645 pages, Zondervan, ISBN-13: 978-0061092961
Stephen Lawhead’s Byzantium tells the tale of Aidan, a 10th Century Irish monk sent to take the Book of Kells to the Byzantine Emperor in Constantinople. During his quest he becomes separated from his fellow pilgrims and undergoes a variety of exotic adventures, from being captured and enslaved by Vikings, to engaging in political intrigue at the court of the Byzantine Empire and enslavement (again) in the caliph’s mines. Throughout it all his faith in God and Man are tested, and whether or not he comes to the end of his journey a better, bigger man – well, you’ll just have to find out, wontcha?

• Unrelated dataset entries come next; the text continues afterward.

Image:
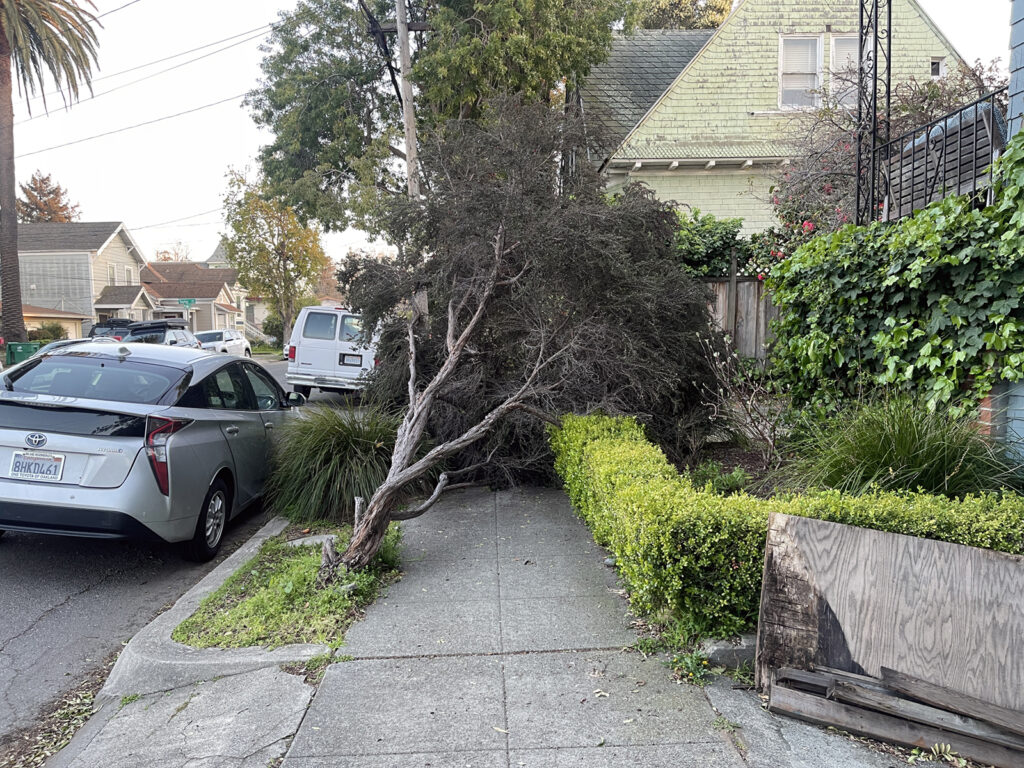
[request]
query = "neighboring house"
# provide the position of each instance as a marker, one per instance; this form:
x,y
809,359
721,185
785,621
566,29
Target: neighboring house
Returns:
x,y
67,266
702,117
209,299
36,316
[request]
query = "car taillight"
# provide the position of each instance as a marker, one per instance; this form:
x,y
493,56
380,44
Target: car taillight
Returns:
x,y
158,431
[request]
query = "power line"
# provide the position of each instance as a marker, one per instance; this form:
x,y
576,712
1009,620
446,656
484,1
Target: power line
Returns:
x,y
174,221
121,7
297,17
142,79
131,127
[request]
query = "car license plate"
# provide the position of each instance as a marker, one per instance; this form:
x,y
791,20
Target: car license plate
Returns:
x,y
34,466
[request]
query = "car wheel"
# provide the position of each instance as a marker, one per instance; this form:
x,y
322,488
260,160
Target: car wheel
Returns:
x,y
211,523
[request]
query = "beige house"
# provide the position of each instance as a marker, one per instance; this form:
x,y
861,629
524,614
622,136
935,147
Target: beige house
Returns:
x,y
208,299
68,266
706,118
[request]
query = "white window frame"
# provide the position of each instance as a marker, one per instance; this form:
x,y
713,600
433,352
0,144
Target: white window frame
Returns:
x,y
819,75
834,68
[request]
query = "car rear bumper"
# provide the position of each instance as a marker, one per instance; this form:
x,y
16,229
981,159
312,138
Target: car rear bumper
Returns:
x,y
136,509
323,381
91,523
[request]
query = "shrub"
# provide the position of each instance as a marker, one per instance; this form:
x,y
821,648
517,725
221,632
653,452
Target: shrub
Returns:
x,y
329,456
705,245
898,443
695,553
930,304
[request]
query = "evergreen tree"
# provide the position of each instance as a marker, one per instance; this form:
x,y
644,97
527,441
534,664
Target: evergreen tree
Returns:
x,y
43,200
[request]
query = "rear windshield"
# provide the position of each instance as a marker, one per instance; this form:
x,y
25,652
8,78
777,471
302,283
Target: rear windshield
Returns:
x,y
95,378
70,421
146,337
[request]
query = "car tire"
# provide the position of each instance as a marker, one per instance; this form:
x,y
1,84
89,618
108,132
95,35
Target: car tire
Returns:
x,y
211,523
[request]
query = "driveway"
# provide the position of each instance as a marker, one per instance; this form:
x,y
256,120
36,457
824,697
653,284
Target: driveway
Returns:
x,y
68,603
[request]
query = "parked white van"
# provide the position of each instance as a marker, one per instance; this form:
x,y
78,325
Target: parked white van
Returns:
x,y
327,351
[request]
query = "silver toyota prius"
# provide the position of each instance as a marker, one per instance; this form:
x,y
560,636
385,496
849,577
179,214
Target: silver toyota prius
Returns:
x,y
135,440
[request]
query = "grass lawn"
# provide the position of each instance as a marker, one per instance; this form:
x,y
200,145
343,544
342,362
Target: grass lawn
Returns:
x,y
272,600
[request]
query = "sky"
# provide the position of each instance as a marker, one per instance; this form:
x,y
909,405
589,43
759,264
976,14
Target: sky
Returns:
x,y
166,180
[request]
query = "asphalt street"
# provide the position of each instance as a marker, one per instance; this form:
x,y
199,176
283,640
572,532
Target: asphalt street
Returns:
x,y
67,603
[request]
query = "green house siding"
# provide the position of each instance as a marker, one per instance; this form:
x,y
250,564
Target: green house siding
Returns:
x,y
727,194
724,107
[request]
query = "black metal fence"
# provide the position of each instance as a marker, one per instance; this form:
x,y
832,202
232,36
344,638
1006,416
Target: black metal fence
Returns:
x,y
950,156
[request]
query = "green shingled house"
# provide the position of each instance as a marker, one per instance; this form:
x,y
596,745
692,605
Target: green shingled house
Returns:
x,y
702,116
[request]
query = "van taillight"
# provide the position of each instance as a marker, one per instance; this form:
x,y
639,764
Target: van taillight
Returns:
x,y
158,431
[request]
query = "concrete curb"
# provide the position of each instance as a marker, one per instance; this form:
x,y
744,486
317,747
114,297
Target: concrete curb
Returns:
x,y
153,662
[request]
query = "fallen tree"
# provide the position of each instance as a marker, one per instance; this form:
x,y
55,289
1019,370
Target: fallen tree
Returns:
x,y
545,297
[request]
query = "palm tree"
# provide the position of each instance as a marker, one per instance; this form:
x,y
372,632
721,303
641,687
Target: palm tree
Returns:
x,y
36,37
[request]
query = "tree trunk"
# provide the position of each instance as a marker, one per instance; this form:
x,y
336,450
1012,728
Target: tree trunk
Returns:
x,y
11,318
370,532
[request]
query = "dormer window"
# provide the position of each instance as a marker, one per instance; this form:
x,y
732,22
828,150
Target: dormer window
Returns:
x,y
800,72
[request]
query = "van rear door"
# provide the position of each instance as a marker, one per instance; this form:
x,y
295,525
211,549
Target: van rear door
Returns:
x,y
315,353
354,357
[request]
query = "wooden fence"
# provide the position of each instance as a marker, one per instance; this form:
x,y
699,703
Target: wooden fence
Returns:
x,y
742,308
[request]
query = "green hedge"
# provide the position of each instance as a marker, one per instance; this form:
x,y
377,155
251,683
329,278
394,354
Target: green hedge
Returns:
x,y
932,304
693,552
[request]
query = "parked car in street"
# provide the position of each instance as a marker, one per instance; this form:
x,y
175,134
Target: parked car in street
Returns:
x,y
227,342
170,332
136,440
60,343
328,351
116,327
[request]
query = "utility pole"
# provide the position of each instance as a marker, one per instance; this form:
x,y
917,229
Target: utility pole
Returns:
x,y
408,110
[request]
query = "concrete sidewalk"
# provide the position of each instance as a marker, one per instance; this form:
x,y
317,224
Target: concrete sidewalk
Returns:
x,y
503,645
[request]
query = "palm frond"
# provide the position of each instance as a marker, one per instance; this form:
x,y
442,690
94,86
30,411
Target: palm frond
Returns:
x,y
50,36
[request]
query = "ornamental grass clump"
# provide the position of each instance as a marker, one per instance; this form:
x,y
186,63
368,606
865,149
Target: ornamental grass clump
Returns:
x,y
327,458
897,443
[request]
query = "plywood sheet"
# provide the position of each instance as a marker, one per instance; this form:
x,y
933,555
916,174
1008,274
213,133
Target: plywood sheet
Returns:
x,y
857,600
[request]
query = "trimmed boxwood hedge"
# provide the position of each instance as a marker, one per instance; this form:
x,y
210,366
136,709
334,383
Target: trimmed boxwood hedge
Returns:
x,y
691,551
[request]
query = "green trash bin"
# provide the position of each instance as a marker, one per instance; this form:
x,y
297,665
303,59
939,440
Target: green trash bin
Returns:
x,y
20,350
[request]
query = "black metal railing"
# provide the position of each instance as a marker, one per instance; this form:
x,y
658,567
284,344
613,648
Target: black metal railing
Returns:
x,y
950,156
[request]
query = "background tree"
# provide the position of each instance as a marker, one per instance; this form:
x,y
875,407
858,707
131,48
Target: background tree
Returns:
x,y
681,14
36,37
545,297
820,186
180,251
45,200
328,98
278,257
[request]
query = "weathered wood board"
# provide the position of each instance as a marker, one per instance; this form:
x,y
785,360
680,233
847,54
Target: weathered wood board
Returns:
x,y
749,321
857,600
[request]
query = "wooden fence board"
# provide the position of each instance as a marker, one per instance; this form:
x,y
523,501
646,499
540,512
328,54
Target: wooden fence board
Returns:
x,y
857,600
750,326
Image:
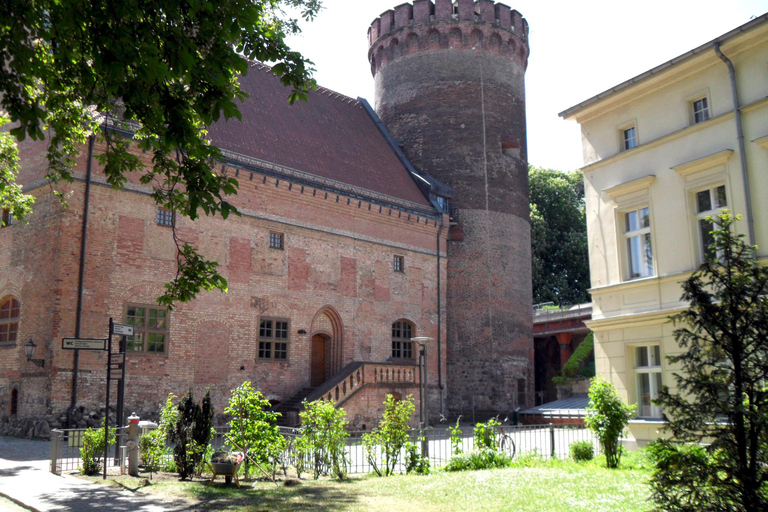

Byzantium is one of those books that, while I read it lo, many moons ago, has stayed with me ever since. The tense situations Aidan are thrown into time and again are well drawn and fairly exciting, especially the sea battle towards the end of the book, a battle that hums with energy and tension. Throughout each event, Aidan must rely on his wits and various abilities to stay alive and hope to complete the mission he set out on. Lawhead certainly has the ability to create intriguing set pieces, whether in a Danish festhall, an Arab palace, or the city of Constantinople itself. An excellent piece of historical fiction.
But there is more to it than that, for Byzantium is also a tale of a Christian man whose faith is tested time and again. As Aidan is tossed upon the seas of faith, his trust in God is likewise tossed about, and as he witnesses Man’s inhumanity towards Man, that faith becomes ever-more frayed until – to repeat myself, you’ll just have to find out, wontcha? It is to Lawhead’s credit that his writing never turns into preaching, and that his message is delivered with the subtlety of a brushstroke rather than of a sledgehammer. And Aidan’s encounter at the end of the book with the Viking who enslaved him at the beginning…there is no finer example of a Christian apologia in popular fiction.
So Byzantium is great historical fiction with a subtle Christian message that is all the more powerful for being so. It is also great entertainment that kept me engrossed the whole time I was reading it, a rare trifecta of literary skill that Lawhead should be applauded for.